With summer finally arrived, and the prospect of rain diminished for a few weeks at least, many of us will be removing our heavy duty winter tyres and fitting lighter, faster rubber.
While wear is easy to detect on a treaded tyre, the warning signs can be harder to find on rubber with a smooth, ‘slick’ surface.
‘Summer tyres’ are typically lighter, more supple, and with a softer, grippier compound than the high-durability rubber many of us choose for winter.
We caught up with Jon Hayes, mechanic at independent bike shop, Ride, to learn the tell-tale signs of worn summer rubber.
Checking for wear
While a slick tyre has no tread, the rolling surface is still subject to wear. As the rubber reduces, the ‘top’ of the tyre – the section in contact with the road – becomes flatter.
“A new tyre will have a very round profile, so when it’s up to full pressure, you’ll be rolling on a very small patch of rubber to keep the rolling resistance low,” says Jon.
As the tyre becomes worn, and the ‘top’ section flattens, the contact patch increases, and with it, rolling resistance.

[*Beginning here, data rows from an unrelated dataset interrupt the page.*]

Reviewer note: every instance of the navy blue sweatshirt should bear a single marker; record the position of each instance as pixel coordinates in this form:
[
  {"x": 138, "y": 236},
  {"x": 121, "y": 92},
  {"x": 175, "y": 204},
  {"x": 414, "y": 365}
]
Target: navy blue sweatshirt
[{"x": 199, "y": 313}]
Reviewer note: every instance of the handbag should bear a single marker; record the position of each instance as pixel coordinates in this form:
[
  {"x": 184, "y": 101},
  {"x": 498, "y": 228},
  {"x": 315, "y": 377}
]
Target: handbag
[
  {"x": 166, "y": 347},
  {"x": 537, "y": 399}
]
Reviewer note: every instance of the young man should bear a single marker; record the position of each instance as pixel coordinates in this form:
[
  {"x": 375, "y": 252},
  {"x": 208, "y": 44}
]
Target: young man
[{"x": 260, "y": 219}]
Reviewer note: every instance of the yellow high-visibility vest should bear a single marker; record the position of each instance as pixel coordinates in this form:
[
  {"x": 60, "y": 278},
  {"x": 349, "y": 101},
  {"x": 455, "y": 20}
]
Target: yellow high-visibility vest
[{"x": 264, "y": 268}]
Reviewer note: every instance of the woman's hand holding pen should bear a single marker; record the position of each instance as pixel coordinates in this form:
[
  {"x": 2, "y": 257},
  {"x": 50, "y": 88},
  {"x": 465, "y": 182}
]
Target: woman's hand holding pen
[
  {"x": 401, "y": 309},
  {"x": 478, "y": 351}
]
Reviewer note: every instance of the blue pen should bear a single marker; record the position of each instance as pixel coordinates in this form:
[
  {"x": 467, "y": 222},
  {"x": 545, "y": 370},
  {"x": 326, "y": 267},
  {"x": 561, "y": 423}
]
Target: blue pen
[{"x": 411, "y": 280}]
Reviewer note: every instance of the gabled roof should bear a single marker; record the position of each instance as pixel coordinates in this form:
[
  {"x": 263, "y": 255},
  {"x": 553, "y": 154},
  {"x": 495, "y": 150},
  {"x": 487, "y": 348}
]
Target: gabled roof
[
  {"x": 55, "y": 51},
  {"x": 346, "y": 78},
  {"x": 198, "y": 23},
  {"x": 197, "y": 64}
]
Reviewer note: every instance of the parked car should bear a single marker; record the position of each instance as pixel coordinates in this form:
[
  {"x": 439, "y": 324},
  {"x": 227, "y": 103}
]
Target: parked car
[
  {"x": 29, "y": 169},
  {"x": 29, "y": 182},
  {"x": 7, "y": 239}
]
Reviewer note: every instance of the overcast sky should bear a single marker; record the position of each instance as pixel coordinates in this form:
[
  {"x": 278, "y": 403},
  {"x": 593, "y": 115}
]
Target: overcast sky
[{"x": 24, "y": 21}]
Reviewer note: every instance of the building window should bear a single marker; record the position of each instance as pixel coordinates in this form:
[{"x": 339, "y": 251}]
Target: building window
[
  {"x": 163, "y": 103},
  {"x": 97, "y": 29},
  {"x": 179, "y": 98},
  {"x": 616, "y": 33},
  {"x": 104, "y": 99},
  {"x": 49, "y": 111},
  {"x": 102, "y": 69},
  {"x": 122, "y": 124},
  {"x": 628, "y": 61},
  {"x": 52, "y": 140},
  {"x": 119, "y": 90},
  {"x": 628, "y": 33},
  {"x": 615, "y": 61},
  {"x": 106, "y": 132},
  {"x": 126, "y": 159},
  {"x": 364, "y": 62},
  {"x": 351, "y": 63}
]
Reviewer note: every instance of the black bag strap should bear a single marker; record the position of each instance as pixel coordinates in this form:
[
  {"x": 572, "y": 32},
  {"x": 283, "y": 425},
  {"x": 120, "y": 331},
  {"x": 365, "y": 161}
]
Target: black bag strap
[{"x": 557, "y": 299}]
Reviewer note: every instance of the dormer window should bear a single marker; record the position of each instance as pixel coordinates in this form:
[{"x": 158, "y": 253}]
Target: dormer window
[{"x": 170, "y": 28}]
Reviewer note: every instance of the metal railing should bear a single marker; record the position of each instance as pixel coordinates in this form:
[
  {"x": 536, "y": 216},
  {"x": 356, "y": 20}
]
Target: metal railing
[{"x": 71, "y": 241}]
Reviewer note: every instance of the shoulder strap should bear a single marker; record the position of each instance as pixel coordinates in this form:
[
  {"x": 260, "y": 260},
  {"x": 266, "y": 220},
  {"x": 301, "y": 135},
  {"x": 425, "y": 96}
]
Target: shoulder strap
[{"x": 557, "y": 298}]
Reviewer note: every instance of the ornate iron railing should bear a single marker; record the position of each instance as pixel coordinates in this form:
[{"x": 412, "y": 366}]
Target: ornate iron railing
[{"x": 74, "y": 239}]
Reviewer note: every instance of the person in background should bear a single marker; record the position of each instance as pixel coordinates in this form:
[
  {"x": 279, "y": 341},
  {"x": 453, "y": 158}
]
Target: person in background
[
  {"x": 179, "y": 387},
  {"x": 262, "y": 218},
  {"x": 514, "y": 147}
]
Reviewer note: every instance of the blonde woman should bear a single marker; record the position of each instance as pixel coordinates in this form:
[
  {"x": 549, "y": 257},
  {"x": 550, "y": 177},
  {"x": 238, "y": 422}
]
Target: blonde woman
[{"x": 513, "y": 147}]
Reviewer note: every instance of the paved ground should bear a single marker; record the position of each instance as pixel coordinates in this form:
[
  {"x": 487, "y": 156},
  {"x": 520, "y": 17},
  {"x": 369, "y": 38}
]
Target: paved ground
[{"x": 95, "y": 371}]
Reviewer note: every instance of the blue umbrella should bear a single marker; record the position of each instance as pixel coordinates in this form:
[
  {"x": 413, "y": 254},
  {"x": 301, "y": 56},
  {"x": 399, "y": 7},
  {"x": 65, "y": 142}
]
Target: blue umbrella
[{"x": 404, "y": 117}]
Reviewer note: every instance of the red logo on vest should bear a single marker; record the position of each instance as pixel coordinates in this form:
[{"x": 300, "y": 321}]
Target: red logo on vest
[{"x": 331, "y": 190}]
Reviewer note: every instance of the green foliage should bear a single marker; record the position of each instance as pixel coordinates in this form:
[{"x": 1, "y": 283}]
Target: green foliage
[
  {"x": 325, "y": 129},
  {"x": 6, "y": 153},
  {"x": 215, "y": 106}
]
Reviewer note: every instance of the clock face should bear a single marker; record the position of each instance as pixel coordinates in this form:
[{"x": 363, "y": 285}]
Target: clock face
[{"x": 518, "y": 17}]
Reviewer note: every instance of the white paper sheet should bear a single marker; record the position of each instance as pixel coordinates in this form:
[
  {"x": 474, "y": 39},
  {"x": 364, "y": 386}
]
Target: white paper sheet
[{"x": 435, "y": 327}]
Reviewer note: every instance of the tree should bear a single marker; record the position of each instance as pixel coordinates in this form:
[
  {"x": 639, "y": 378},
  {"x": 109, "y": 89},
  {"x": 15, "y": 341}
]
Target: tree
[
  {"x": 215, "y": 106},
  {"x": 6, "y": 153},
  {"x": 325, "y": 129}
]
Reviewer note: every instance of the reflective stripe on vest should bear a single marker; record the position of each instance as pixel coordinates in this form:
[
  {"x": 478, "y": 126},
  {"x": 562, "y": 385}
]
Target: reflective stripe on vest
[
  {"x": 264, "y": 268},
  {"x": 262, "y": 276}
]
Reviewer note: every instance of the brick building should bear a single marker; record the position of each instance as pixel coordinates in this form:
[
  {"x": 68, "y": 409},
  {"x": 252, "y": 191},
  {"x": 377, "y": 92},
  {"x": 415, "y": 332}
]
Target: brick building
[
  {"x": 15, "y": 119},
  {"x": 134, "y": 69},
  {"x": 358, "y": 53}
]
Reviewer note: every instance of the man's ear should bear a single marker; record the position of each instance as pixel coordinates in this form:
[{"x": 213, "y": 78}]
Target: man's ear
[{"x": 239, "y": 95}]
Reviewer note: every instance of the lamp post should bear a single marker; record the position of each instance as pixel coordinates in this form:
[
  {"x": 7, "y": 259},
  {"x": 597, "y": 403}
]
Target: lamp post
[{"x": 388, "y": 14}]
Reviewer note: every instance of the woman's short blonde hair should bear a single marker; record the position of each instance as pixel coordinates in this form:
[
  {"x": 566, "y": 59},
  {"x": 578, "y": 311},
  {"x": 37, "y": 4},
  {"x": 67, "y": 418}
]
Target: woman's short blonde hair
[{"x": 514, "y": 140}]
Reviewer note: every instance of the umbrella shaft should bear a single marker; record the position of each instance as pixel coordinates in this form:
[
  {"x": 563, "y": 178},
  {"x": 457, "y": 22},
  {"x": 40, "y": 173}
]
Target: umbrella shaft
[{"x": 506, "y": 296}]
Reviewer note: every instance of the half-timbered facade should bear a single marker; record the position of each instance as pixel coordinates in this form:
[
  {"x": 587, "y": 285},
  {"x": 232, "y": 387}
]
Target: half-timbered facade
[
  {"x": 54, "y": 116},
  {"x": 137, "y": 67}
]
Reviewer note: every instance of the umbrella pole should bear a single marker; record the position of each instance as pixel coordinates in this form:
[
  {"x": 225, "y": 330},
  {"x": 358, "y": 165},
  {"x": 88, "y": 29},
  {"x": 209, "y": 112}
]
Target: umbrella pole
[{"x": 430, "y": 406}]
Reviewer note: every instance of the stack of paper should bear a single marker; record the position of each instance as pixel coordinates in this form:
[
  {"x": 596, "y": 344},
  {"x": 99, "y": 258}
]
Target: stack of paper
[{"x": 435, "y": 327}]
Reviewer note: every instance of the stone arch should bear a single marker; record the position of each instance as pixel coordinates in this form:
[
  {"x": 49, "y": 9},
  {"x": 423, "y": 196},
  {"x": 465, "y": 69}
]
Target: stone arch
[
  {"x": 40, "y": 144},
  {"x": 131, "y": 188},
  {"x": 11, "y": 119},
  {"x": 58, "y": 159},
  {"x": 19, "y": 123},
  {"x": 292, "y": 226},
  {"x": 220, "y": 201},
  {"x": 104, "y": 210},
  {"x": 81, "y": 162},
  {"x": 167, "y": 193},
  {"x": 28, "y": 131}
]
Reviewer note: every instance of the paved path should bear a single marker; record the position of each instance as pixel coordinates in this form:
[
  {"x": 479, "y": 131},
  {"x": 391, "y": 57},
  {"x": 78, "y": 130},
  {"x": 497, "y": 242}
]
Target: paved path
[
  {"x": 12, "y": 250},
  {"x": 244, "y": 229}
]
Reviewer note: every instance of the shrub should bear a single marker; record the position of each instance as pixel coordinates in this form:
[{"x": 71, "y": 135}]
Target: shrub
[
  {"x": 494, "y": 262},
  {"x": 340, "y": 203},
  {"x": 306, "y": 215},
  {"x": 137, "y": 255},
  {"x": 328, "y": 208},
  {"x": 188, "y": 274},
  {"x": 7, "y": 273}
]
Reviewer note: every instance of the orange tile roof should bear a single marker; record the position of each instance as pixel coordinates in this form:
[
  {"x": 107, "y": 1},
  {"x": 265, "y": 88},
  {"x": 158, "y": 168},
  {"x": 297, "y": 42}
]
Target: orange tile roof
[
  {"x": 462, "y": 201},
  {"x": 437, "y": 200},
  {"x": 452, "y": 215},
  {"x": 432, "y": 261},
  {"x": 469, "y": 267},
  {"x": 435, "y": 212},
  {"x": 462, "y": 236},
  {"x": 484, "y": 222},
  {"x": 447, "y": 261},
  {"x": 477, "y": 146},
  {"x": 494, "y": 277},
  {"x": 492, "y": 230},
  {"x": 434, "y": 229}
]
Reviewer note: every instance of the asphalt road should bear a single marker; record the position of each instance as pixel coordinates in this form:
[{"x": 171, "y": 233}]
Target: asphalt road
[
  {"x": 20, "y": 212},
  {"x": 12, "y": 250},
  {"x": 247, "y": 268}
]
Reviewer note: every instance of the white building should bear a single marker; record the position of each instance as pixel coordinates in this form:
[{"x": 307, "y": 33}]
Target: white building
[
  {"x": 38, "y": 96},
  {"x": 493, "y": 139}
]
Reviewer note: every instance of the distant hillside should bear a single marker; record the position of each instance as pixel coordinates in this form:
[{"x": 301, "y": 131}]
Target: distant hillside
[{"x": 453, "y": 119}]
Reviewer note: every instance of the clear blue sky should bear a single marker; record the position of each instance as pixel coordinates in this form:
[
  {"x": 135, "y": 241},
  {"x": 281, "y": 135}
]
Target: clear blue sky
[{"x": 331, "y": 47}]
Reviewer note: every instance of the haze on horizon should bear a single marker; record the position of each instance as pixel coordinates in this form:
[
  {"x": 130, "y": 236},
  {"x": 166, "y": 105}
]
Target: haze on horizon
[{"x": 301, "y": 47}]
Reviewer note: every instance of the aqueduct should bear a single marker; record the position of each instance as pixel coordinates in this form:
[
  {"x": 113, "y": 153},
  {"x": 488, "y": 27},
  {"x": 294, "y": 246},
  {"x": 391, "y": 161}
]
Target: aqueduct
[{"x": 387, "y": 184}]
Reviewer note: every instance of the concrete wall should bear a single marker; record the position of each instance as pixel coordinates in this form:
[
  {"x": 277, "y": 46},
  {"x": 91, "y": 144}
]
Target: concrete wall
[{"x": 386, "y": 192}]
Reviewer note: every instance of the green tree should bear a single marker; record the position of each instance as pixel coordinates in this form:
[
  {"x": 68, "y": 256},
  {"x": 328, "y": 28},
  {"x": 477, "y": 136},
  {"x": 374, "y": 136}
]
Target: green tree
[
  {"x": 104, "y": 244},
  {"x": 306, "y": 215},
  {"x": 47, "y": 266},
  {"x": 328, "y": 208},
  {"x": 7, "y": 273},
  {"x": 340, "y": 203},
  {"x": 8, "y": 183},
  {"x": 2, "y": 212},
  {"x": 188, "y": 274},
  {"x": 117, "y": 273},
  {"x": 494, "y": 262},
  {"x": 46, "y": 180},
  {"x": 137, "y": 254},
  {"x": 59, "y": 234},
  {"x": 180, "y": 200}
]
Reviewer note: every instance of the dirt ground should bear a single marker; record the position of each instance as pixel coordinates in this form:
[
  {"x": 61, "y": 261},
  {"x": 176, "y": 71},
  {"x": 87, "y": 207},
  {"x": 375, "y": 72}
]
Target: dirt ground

Additionally, the rubber becomes thinner with wear, and so easier for road debris to penetrate.
Jon warns that this flattening effect is most likely to occur first on the rear tyre – the ‘drive’ tyre. A quick examination of his own summer bike reveals that while the ‘flattening’ effect is already present on the rear tyre, the centre ridge and moulding marks are still in place on the front.
Providing the front tyre does not suffer cuts from stones or glass, it can last up to two or three times as long as the rear. Given their different wear rates, should a front tyre be replaced at the same time as the rear? “Ideally, keep a matching pair,” says Jon, “but if the front tyre’s in good shape, I wouldn’t change it just for the sake of it.”
If you’re riding to a budget, it’s possible to replace a worn rear tyre with a relatively unworn front tyre, and to fit a new tyre to the front. But Jon cautions that front and rear tyres perform a different task, and adds that manufacturers increasingly sell tyres with different compounds for their allotted roles as a designated pair.
Checking the sidewalls
Perishing is typically the first sign of wear on a tyre’s sidewall. Ultraviolet rays in sunlight and the chemicals in cleaning products are just two factors that can cause the sidewall to degrade, says Jon.
The dreaded ‘ping’ of an object hitting your spokes after escaping from beneath the tyre of a riding buddy should also give cause to check the sidewall. “If it’s a piece of glass or sharp flint, that can cut the sidewall of the tyre,” says Jon. “If they get knicked, they’ll open up.”
A very worn sidewall can take on a ‘furry’ appearance as the threads of the carcass emerge, but wear to the sidewall occurs at a much slower rate than to the rolling surface. Put simply, a tyre should have been replaced long before the sidewall has degraded.
Checking the bead
All other checks mentioned in this article can be performed with the tyre in place. To check the bead, however, you must remove it from the wheel.
The bead hooks the tyre to a clincher rim (tubular tyres or ‘tubs’ are glued to the rim) and are typically made from steel or Kevlar. The latter is much lighter and more likely to be a feature of a summer tyre.
Damage can be caused by constant removal and refitting or by the use of “heavy duty” tyre levers, says Jon. “If the bead is damaged, it won’t hook on to the rim effectively, and could be blown off by the pressure in the inner tube. Any damage to the bead – that’s a bin job.”
Checking for debris
Jon completes a visual check of his tyres before every ride, looking for small slashes that may allow a small stone or a piece of glass to work through the carcass of the tyre to the inner tube.
The offending items can be removed by any pointed object, but take care to ensure you do not cause further damage to the tyre.
“You’re not delving too deeply into the tyre,” Jon says. “If you gently squeeze the sidewalls of the tyre, the slit will usually open up and you can see the object.”
There isn’t a special tool available for the purpose. Any thin, pointed object, such as a door key, can be used to prise out the debris.
Many tyres contain a puncture protection belt, but if the object is large or sharp enough, even this defence may be breached, says Jon.
“If it’s a good quality tyre, the belt might be enough to keep that object at bay, but it’s still a good idea to remove debris, if only for peace of mind.”